Another positive feature of the carbon-fiber driveshaft is that the internal makeup causes the shaft to virtually disintegrate when a failure does occur. Though a carbon-fiber driveshaft will take a lot more transmitted power and rotational speed, in the event that it does break, the odds of it taking out the whole underside of the car are very remote. This feature makes carbon-fiber shafts very desirable in racing where shaft failure is more common. In fact, the ACPT carbon-fiber driveshafts have been successfully tested in a number of different forms of racing including NHRA and IHRA Pro Stockers, SCAA, IMSA and late-model stock cars.

The guys at ACPT were even able to measure a performance increase on a chassis dyno. The reasoning behind any power improvement from the carbon-fiber shaft is that the lighter weight reduces the reciprocating weight that the engine has to accelerate. Whereas a dyno pull would likely not show any improvement, acceleration test should.
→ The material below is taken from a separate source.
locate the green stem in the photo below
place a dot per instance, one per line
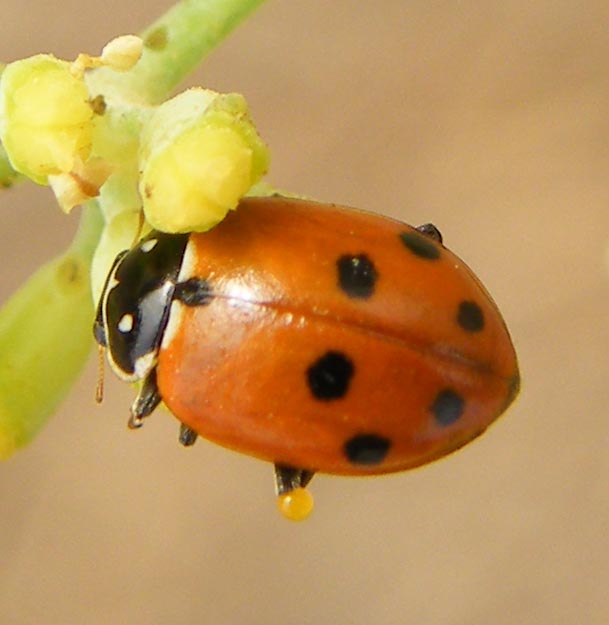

Since we were running our tests on one of the new Dynojet chassis dynos, we thought the dyno might detect the difference between a carbon-fiber shaft and a heavy stock steel unit.

Before getting to the dyno results, we should take a closer look at how the lightweight driveshaft will affect horsepower. A large portion of the power an engine puts out is absorbed by its internal rotating components, accessories and drivetrain. Friction is responsible for a portion of the losses, but what about the rotational losses? Any rotating object offers resistance to a change in its rotational speed. It takes power to start spinning and power to stop it. Once it’s spinning, the resistance drops off, as it is much easier to keep it spinning than to start or stop it. The resistance is known as moment of inertia (MOI). The MOI of an object is determined by the diameter and the mass of the object. Increasing either the outside diameter or the weight of the object will increase the moment of inertia. The larger the moment of inertia, the more power it takes to start or stop the object.

The formula for moment of inertia is MOI = 1/2 x Mass x Radius2 As is evident from the formula, increasing the diameter has a much grater effect on the MOI than increasing the weight. Doubling a component’s weight will only double the MOI value, while doubling the diameter will quadruple the MOI value. Although the steel driveshaft is slightly smaller in diameter than the carbon-fiber driveshaft, the ACPT shaft is only half the weight. How does that affect our driveshaft comparison? The stock steel driveshaft is 2.5 inches in diameter and weighs roughly 19 lbs. Our calculations give the steel driveshaft an MOI of 14.84. Since the carbon-fiber shaft has an MOI of only 12.10, it will take a bit less power to accelerate.

The dyno tests were run at nearby Jackson Racing, in Westminster, Calif. What better way to determine exactly how much a performance bolt-on was worth that to run a couple of back-to-back tests? The dyno also makes tuning a breeze. Our test vehicle was a 1995 Z28 equipped with a Powerdyne 5-psi supercharger, Crane ignition amplifier and a Borla Exhaust. The Z28 was taken to Jackson Racing with the stock steel driveshaft and put to the test. A number of pulls were made to test the repeatability of the supercharged engine. The output was pretty impressive considering the blower was only putting out 5 psi at 5000 rpm. The blown LT1 pumped out a maximum of 332 rear wheel hp and 336 lbs.-ft. of torque.

A quick drive back to ACPT headquarters, a couple of 7/16 wrenches and out came the steel driveshaft. The shaft change took all of 12 minutes, in the parking lot, on their backs. Back at Jackson Racing the hammer was dropped, and behold, the entire hp curve was elevated. Though peak numbers had only improved by 4 hp, this was really a function of the test rpm. The engine was only taken to 6000 rpm in both cases,; it never reached a power peak, it just kept on pulling. A look at the difference between the two curves will reveal that the carbon-fiber shaft improved the power everywhere, right from the bottom all the way to redline. The largest difference was 16 hp, measured at 5250 rpm where the stock shaft netted 312 hp and the ACPT registered 328 hp. I guess technology really works!